At the end of our week-long unit study on maple syrup, we went to Minnetrista Center for a presentation on maple syrup. After a puppet show talking about maple syrup, tapping and trees, we walked outside (brrr...) where they had a tap into a tree. The sap wasn't flowing when we were there because it was too cold, but we could see the sap that had come from the tree previously, frozen in the jug.
They used PVC pipe and an old milk jug.
Each child got to try their hand at an auger (or hand powered drill) on a tree that was close to death.

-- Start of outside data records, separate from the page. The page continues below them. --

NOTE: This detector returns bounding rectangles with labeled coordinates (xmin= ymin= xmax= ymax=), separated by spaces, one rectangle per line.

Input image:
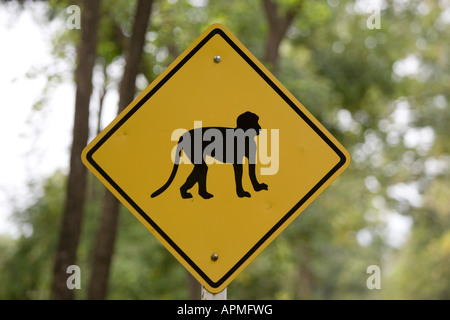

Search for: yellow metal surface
xmin=82 ymin=25 xmax=350 ymax=292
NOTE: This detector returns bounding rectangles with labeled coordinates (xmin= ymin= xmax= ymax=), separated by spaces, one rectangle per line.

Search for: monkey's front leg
xmin=248 ymin=163 xmax=269 ymax=191
xmin=233 ymin=163 xmax=251 ymax=198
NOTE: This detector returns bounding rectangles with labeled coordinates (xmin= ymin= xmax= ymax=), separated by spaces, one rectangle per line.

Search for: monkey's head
xmin=236 ymin=111 xmax=261 ymax=135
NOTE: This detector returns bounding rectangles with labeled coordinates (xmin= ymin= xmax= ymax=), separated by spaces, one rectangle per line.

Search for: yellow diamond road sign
xmin=82 ymin=24 xmax=350 ymax=293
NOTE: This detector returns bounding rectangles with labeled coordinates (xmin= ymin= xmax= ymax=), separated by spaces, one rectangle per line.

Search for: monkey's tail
xmin=151 ymin=139 xmax=181 ymax=198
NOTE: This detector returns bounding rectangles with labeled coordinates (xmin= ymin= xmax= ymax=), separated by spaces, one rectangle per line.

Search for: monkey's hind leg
xmin=180 ymin=163 xmax=213 ymax=199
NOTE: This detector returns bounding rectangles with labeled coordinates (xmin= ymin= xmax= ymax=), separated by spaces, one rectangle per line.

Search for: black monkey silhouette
xmin=151 ymin=111 xmax=268 ymax=199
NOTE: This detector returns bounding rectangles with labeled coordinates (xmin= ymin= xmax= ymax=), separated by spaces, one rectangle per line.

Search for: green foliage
xmin=0 ymin=0 xmax=450 ymax=299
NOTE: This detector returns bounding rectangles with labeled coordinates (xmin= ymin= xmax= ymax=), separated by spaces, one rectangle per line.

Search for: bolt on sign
xmin=82 ymin=24 xmax=350 ymax=293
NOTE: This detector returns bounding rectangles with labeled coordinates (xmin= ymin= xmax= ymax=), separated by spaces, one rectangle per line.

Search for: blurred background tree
xmin=0 ymin=0 xmax=450 ymax=299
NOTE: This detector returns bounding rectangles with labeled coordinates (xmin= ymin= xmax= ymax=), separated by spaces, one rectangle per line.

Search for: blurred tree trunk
xmin=88 ymin=0 xmax=153 ymax=300
xmin=52 ymin=0 xmax=100 ymax=299
xmin=262 ymin=0 xmax=302 ymax=73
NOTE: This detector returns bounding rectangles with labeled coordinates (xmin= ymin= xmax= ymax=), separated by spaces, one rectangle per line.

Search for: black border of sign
xmin=86 ymin=28 xmax=346 ymax=288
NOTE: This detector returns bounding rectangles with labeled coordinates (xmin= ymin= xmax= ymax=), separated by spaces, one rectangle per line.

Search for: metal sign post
xmin=201 ymin=286 xmax=227 ymax=300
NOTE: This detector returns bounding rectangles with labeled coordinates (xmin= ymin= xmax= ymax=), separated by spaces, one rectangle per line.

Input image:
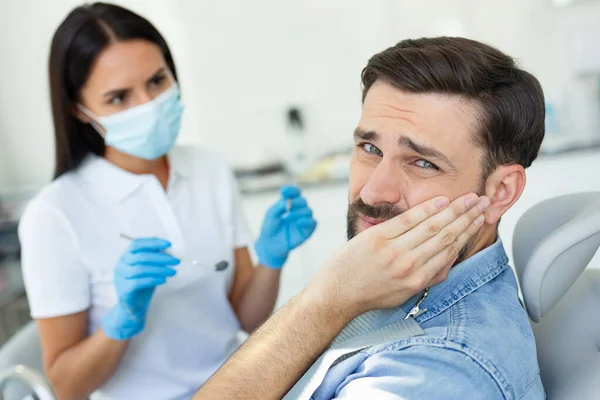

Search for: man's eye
xmin=415 ymin=160 xmax=439 ymax=170
xmin=360 ymin=143 xmax=383 ymax=157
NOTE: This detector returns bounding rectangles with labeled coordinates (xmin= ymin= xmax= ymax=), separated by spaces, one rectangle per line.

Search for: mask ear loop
xmin=77 ymin=103 xmax=106 ymax=139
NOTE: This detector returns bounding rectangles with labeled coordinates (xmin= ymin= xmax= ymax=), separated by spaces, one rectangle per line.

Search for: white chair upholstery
xmin=513 ymin=192 xmax=600 ymax=400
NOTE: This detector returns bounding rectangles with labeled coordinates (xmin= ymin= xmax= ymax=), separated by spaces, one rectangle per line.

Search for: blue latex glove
xmin=254 ymin=186 xmax=317 ymax=269
xmin=102 ymin=238 xmax=179 ymax=340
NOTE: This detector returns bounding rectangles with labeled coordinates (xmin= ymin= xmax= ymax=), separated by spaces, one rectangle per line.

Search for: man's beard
xmin=346 ymin=198 xmax=477 ymax=266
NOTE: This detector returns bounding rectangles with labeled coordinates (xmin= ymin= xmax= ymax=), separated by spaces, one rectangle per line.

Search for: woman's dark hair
xmin=362 ymin=37 xmax=545 ymax=179
xmin=49 ymin=3 xmax=177 ymax=179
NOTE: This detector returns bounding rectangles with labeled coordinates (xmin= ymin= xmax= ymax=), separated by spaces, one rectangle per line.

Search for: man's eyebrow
xmin=354 ymin=128 xmax=379 ymax=140
xmin=354 ymin=128 xmax=456 ymax=171
xmin=398 ymin=136 xmax=456 ymax=170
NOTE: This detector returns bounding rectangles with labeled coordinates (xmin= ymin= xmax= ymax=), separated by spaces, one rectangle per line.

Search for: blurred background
xmin=0 ymin=0 xmax=600 ymax=343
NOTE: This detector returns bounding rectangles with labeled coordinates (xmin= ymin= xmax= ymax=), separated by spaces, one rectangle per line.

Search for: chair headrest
xmin=513 ymin=192 xmax=600 ymax=322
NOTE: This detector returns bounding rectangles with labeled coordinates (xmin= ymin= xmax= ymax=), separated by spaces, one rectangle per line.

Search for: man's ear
xmin=485 ymin=164 xmax=526 ymax=224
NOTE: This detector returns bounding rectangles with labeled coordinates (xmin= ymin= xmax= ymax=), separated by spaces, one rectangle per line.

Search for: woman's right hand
xmin=305 ymin=193 xmax=490 ymax=318
xmin=102 ymin=238 xmax=180 ymax=340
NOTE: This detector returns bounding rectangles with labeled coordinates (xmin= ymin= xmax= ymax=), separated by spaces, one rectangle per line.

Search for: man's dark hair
xmin=362 ymin=37 xmax=545 ymax=179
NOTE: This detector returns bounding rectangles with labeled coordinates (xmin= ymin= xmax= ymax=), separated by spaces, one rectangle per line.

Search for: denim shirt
xmin=312 ymin=240 xmax=545 ymax=400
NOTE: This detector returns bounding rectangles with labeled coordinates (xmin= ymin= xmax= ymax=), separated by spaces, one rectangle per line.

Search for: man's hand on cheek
xmin=305 ymin=193 xmax=490 ymax=316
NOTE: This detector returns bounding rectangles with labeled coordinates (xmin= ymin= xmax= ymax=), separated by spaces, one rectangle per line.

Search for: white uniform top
xmin=19 ymin=148 xmax=250 ymax=399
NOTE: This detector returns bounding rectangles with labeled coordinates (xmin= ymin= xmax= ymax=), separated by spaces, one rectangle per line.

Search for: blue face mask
xmin=78 ymin=83 xmax=183 ymax=160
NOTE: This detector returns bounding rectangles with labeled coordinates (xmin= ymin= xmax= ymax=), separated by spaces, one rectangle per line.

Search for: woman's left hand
xmin=255 ymin=186 xmax=317 ymax=269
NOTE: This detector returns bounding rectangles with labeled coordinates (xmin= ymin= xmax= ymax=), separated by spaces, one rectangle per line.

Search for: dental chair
xmin=0 ymin=321 xmax=56 ymax=400
xmin=513 ymin=192 xmax=600 ymax=400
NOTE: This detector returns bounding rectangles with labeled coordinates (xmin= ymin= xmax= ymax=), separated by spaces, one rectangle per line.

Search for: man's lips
xmin=358 ymin=215 xmax=385 ymax=229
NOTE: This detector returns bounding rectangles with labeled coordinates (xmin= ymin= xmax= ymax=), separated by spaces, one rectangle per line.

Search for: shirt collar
xmin=401 ymin=238 xmax=508 ymax=323
xmin=77 ymin=153 xmax=190 ymax=203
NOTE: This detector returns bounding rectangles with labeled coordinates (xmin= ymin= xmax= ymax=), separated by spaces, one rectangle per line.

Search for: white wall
xmin=0 ymin=0 xmax=600 ymax=186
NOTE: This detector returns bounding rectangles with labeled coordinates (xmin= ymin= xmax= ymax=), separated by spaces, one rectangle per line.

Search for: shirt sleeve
xmin=334 ymin=346 xmax=505 ymax=400
xmin=19 ymin=199 xmax=91 ymax=318
xmin=227 ymin=168 xmax=253 ymax=249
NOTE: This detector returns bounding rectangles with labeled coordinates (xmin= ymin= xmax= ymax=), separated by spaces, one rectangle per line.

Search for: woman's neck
xmin=104 ymin=146 xmax=169 ymax=189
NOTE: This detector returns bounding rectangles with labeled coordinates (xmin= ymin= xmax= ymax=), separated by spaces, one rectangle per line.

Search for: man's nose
xmin=360 ymin=160 xmax=402 ymax=206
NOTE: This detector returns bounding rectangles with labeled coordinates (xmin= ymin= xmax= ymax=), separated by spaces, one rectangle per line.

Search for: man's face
xmin=348 ymin=81 xmax=484 ymax=250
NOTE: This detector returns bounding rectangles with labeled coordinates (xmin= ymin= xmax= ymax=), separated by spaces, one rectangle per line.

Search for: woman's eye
xmin=361 ymin=143 xmax=383 ymax=157
xmin=150 ymin=75 xmax=165 ymax=86
xmin=415 ymin=160 xmax=438 ymax=170
xmin=109 ymin=93 xmax=125 ymax=105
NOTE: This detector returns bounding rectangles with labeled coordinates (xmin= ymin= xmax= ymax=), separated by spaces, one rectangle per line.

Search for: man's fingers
xmin=421 ymin=207 xmax=485 ymax=279
xmin=378 ymin=196 xmax=449 ymax=239
xmin=402 ymin=193 xmax=479 ymax=250
xmin=413 ymin=196 xmax=490 ymax=264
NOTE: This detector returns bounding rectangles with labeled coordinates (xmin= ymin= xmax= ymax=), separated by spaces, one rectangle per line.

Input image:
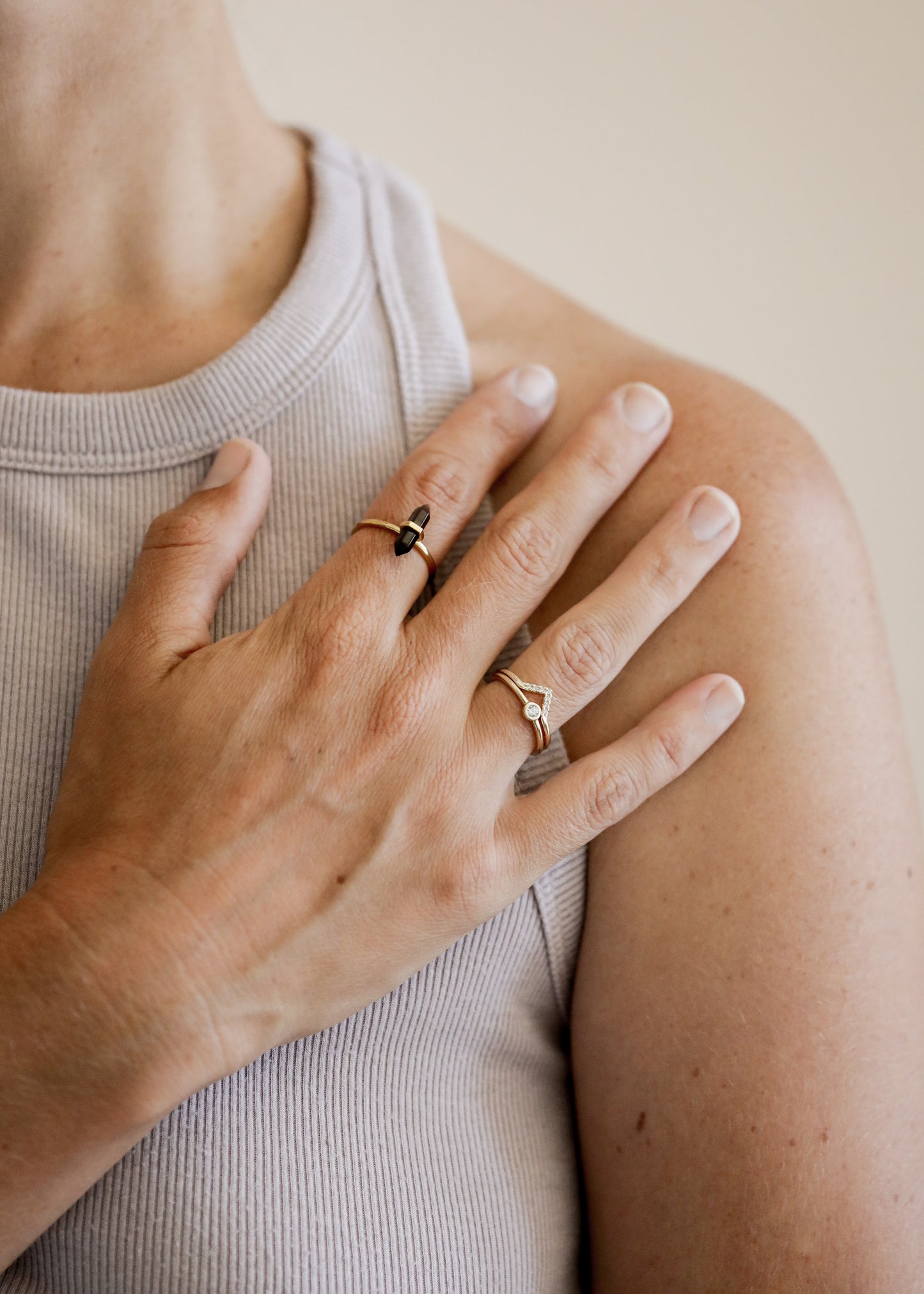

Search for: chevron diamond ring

Alex drilling above and Nicolas below.
Then we went to the fire where they were boiling the sap. She explained how the Indians would heat up a rock and put it into the sap to evaporate it, because they used gourd bowls that would catch fire over an open flame.
For craft time, each child made their own tree trunk out of construction paper, poked a hole for the spile (a piece of plastic straw), and hung their bucket from the spile. The buckets were bottle caps with a wire for the handle.
They gave us a taste test to see if we could tell real maple syrup from the kind we usually buy at the stores. Most kids did pretty good at guessing correctly.
Even though the day was pretty cold and very windy, we still had a good time. The only 2 dissappointments were not seeing the sap actually flowing that day and not getting to taste the sap directly out the tree.